External model loading, audio I/O, and emotion conditioning for IndexTTS2.

logger module-attribute

logger = init_logger(__name__)

compute_fbank

compute_fbank(wav_16k: Tensor, device: device) -> Tensor

Compute 80-dim fbank features for CAMPPlus. Input: [T] at 16kHz.

load_campplus

load_campplus(model_path: str, device: device)

load_qwen_emotion

load_qwen_emotion(
    model_path: str,
    device: device,
    *,
    trust_remote_code: bool = True,
)

load_reference_audio

load_reference_audio(
    audio_path: str | tuple | list,
    device: device,
    max_audio_length_seconds: float | None = 15,
    mode: str = "speaker",
) -> tuple[Tensor, Tensor]

Load reference audio and resample to 16kHz and 22.05kHz.
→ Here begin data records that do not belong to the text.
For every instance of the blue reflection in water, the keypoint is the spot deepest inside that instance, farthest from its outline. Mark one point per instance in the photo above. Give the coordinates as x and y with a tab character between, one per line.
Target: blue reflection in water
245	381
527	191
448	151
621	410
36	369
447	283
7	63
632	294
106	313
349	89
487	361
Accepts either a file path (str) or a pre-loaded (wav_list, sr) tuple from the serving layer.

mode mirrors official IndexTTS2 v2: - speaker: librosa default path first normalizes to 22.05kHz, truncates, then derives the 16kHz wav2vec/CAMPPlus input from that 22.05kHz signal. - emotion: librosa loads directly at 16kHz, then truncates.

load_semantic_codec

load_semantic_codec(
    model_path: str, config: dict, device: device
)

load_wav2vec2

load_wav2vec2(model_path: str, device: device)

resolve_model_file

resolve_model_file(
    model_path: str, filename: str
) -> str | None

Resolve an IndexTTS2 asset from a local model dir or HF repo id.

wav2vec_extract

wav2vec_extract(
    wav_16k: Tensor,
    model: Any,
    processor: Any,
    device: device,
    w2v_stat: Tensor | None = None,
) -> Tensor

Extract Wav2Vec2-BERT features. Returns [1, T, 1024].